“Göz mü yumsaydık?..”
Türkiye'nin güney sınırında çoğunlukla Araplar olmak üzere Kürtlerin, Türkmenlerin ve başka bazı etnik grupların yaşadığı bir bölgeyi işgal edip kendisi gibi düşünmeyenleri terke mecbur eden terör örgütüne yönelik bir harekattan bahsediyoruz oysa...
Birilerinin demokrasi yurdu olarak yutturmaya çalıştığı Afrin'de olup bitenleri Başbakanımız Binali Yıldırım'ın Beyoğlu Belediyesi tarafından düzenlenen Beyoğlu Sohbetleri'nde söylediklerinden aktaralım: "Silahlı militanları marifetiyle insanların mallarına mülklerine el koydular, haraç toplamaya başladılar, çocuklarını zorla askere aldılar..."
Mesele bu kadarıyla, yani bölge halkını terke mecbur etmeleri ve kalanlara yönelik zulümleri ile kalsa, 'Suriye'nin iç meselesi, kendisi halletsin' demek mümkündü belki. Ancak, Afrin'den Türkiye'ye yönelik sürekli tacizlerde bulunan bir yapı söz konusu.
Bu hususu da yine Başbakanımızın sözlerinden aktaralım:
"2014'te de 'Biz burayı (Afrin) kanton ilan ettik' dediler... 130 kilometre olan hudutlarına boydan boya tüneller ve siperler kazdılar, silahlı adamlarını yerleştirdiler.

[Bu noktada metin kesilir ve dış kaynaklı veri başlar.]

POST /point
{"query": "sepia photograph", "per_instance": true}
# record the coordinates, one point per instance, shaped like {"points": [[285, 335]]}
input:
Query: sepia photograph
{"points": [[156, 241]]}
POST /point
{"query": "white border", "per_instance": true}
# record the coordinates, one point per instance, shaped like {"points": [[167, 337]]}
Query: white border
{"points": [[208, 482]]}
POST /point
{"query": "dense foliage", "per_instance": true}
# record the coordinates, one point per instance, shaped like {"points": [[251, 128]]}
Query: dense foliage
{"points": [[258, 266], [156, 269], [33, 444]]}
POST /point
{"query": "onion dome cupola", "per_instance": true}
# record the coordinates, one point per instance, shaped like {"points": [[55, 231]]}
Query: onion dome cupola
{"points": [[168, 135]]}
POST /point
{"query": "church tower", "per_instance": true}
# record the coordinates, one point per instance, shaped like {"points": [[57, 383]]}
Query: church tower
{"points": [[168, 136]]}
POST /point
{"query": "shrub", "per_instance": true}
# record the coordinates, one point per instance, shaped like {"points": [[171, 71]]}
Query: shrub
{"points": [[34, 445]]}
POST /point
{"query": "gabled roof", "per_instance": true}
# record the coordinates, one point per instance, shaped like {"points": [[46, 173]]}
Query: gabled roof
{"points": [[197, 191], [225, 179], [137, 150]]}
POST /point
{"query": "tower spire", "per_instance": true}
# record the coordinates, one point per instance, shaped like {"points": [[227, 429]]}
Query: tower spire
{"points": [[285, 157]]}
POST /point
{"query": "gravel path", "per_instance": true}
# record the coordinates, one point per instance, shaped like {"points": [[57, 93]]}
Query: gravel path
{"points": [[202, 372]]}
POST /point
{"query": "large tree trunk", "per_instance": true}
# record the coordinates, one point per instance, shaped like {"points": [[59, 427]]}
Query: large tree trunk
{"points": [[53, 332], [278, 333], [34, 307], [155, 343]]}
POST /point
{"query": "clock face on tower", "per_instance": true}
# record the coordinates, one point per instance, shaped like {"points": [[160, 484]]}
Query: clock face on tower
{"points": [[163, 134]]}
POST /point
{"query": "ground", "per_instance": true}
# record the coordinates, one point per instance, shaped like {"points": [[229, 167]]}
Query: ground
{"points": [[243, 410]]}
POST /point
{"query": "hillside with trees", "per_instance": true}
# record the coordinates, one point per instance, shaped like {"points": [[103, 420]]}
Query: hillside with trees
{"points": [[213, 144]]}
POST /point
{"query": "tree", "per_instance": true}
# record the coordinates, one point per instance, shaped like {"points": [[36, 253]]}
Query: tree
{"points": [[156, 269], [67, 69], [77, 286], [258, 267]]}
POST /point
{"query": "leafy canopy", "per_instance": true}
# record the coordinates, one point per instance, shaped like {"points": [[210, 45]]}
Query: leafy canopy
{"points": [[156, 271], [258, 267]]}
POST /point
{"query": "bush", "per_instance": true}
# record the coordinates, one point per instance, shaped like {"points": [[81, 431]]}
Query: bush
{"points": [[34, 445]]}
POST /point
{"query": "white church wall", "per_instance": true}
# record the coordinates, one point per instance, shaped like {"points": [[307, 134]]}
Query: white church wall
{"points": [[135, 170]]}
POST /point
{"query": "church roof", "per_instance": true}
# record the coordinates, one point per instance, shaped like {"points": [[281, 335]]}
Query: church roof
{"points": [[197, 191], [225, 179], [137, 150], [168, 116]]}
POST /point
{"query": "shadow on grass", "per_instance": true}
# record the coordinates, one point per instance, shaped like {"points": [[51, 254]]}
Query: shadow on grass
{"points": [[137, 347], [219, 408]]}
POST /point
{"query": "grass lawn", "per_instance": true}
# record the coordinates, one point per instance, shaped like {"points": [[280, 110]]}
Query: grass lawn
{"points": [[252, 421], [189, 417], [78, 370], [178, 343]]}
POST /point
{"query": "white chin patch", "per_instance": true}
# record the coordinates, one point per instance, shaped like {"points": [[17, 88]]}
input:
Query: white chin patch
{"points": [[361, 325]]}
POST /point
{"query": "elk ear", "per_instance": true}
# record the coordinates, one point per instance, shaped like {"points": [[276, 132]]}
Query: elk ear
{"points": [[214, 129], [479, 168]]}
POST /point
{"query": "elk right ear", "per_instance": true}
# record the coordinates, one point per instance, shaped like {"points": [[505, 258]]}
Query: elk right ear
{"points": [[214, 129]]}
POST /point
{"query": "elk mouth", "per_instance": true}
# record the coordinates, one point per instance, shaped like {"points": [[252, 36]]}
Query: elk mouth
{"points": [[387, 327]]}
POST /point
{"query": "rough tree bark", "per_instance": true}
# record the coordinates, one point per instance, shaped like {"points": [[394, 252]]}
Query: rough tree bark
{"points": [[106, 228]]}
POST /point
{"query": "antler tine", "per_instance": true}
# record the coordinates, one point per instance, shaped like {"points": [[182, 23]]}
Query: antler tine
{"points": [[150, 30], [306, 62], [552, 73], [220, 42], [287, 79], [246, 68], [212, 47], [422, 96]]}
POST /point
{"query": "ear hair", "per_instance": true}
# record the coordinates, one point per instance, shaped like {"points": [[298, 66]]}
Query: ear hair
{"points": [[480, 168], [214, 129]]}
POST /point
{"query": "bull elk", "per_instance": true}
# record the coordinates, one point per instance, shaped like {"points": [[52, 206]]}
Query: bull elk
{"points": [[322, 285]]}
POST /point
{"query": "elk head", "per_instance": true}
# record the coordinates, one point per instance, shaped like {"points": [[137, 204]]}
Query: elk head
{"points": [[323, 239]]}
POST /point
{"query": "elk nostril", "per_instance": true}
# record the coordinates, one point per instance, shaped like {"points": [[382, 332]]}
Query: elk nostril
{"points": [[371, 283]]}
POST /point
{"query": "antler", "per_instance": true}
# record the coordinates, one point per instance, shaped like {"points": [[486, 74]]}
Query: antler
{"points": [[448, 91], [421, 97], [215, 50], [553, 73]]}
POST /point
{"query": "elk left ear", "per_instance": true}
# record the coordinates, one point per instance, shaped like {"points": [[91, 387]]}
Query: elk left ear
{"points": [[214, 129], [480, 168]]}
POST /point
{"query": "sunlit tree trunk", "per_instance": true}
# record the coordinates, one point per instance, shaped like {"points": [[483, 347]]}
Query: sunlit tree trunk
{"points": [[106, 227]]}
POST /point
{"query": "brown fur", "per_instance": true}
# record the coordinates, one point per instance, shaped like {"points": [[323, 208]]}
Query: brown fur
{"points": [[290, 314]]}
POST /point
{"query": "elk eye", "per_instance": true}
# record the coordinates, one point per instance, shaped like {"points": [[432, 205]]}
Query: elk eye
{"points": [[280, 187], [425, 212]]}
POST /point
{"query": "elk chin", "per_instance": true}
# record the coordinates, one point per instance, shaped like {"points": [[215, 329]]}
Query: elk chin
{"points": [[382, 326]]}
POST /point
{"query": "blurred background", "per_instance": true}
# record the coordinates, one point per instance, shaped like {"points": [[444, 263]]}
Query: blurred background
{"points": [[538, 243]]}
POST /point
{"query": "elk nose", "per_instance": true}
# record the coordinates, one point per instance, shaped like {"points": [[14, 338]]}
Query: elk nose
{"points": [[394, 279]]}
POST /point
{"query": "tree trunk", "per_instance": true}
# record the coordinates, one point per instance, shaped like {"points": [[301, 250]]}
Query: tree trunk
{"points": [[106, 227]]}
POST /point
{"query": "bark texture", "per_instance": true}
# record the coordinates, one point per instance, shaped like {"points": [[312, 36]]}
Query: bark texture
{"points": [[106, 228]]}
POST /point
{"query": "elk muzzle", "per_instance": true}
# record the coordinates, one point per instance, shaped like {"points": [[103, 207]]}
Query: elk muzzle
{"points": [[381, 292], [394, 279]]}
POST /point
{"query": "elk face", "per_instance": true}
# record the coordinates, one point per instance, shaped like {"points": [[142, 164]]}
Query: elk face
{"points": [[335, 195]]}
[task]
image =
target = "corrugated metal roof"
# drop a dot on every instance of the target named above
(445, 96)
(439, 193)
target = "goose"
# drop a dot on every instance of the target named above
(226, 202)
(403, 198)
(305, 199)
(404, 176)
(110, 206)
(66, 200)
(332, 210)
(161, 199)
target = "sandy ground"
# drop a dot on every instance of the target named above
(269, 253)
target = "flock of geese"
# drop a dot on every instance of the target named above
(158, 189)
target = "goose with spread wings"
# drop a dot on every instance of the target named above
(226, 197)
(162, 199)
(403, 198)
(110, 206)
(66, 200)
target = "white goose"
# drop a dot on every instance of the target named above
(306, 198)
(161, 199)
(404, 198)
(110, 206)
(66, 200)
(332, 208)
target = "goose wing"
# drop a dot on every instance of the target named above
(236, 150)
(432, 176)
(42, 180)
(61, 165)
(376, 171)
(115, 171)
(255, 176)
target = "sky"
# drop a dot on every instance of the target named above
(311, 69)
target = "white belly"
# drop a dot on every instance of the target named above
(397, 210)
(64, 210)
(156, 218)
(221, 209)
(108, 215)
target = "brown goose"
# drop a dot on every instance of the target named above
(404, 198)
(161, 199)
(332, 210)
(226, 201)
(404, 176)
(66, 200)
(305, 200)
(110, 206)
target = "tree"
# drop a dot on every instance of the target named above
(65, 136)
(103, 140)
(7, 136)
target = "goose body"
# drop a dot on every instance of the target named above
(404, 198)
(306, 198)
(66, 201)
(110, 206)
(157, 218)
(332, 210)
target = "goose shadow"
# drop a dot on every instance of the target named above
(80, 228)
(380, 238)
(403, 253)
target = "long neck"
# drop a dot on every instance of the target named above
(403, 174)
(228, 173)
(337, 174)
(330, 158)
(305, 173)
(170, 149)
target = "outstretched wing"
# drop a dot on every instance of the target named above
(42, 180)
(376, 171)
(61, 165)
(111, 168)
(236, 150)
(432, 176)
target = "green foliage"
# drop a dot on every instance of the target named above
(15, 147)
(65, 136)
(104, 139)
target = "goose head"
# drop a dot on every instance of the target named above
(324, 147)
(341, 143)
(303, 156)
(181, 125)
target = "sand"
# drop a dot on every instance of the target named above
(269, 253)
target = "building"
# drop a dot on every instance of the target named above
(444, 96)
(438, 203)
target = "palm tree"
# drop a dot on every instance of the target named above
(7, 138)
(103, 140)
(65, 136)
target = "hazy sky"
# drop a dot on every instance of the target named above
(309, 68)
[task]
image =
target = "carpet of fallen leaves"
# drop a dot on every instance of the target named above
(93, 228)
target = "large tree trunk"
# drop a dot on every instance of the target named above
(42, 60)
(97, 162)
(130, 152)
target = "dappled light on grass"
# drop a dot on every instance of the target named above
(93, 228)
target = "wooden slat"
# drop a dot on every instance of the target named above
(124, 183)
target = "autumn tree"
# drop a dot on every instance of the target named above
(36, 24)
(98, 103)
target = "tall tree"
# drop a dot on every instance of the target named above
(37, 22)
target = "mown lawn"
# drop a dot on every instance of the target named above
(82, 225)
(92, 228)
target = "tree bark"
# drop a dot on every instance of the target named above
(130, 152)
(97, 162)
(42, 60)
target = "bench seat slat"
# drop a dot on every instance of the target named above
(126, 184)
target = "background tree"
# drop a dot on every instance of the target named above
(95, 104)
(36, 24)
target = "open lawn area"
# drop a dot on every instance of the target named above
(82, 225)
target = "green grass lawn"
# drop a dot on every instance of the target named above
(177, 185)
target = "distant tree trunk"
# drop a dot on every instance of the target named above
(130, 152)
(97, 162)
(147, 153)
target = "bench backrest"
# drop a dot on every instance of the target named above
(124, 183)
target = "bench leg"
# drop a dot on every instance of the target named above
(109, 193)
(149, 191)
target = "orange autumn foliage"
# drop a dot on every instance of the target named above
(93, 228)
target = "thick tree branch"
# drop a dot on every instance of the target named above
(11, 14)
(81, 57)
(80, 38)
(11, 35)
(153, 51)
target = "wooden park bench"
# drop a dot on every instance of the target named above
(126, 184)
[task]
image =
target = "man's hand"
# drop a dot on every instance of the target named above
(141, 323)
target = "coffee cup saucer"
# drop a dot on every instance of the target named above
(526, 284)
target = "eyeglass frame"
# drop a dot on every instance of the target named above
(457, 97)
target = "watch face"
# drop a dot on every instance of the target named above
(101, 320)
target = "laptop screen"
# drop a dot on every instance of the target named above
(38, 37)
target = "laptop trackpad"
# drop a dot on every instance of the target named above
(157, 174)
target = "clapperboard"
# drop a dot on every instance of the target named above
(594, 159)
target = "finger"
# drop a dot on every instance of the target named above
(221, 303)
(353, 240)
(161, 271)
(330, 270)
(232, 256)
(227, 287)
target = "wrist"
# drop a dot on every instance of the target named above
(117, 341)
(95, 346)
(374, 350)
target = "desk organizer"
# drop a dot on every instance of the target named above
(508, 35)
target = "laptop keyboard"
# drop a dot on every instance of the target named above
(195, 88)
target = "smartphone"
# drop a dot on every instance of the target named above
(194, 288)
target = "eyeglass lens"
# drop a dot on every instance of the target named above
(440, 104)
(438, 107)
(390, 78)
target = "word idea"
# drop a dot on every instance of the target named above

Peki niçin yapıyorsunuz bunu?.. Siz Suriye devleti misiniz?.. Niçin yapılıyor bu?"
Afrin'e yönelik Zeytin Dalı Harekatı'nı kaçınılmaz hale getiren gelişmeleri, Başbakan Yıldırım şu sözleriyle izah ediyor:
"Suriye tarafından Türkiye'ye 95 roket atıldı... 12'si vatandaşımız ve 13'ü Suriyeli olmak üzere 25 kişi hayatını kaybetmiş. Geçmiş yıllara ait olanları söylüyorum. 29'u Suriyeli, 77'si Türk vatandaşı olmak üzere 106 kişi yaralanmış... Taciz var.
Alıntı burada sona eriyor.